Serientäter in Hamburg

Zivilfahnder fassen nach Steinewürfen auf Busse Verdächtigen

Zivilfahnder haben einen 18-Jährigen festgenommen, der offenbar immer wieder Busse der Linien 142 und 143 am Harburger Ring mit Steinen beworfen hatte. (Archivfoto)

Zivilfahnder haben einen 18-Jährigen festgenommen, der offenbar immer wieder Busse der Linien 142 und 143 am Harburger Ring mit Steinen beworfen hatte. (Archivfoto)

Foto: Berten / Anima Berten

Seit Mitte April war es in Harburg zu entsprechenden Taten gekommen. Jetzt wurde ein 18-Jähriger festgenommen.

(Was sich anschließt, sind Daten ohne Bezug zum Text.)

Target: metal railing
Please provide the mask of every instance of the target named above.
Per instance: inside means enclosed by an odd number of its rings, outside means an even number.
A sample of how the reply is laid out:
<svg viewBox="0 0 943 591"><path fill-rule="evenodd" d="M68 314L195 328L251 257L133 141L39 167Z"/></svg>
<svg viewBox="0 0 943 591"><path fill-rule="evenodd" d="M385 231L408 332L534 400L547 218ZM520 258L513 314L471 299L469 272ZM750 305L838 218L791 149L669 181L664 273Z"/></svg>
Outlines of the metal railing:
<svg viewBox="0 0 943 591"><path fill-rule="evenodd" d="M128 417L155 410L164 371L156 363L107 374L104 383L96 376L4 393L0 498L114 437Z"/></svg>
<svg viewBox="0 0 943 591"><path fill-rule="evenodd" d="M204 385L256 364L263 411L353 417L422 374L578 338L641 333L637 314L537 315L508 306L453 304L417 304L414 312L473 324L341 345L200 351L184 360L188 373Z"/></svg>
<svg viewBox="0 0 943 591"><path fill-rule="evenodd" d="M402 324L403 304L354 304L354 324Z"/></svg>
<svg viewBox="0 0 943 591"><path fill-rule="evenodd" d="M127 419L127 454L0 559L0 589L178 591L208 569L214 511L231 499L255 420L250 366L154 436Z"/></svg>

Hamburg. Zivilfahnder haben am Harburger Ring einen 18-Jährigen festgenommen, der im Verdacht steht, immer wieder Busse der Lilien 142 und 143 mit Steinen beworfen zu haben. Seit Mitte April war es in Harburg zu entsprechenden Taten gekommen. Am späten Sonntagabend wurde der Verdächtige gefasst.

Am Sonntag nach Ostern war es in den frühen Morgenstunden erstmals zu einem am Harburger Ring zu Steinewürfen auf einen Bus gekommen. Zum Monatswechsel kam es zu zwei weiteren Taten. Betroffen waren ein Bus der Linie 142 in der Schwarzenbergstraße und ein Bus der Linie 143 am Harburger Ring. Am vergangenen Wochenende ereigneten sich zwei weitere Fälle – erneut trafen Steine einen Bus der Linie 142. Wenig später waren es ein Fahrradsattel und ein Metallrost, die Unbekannte auf einen Bus schleuderten. In allen Fällen kam es zu Beschädigungen.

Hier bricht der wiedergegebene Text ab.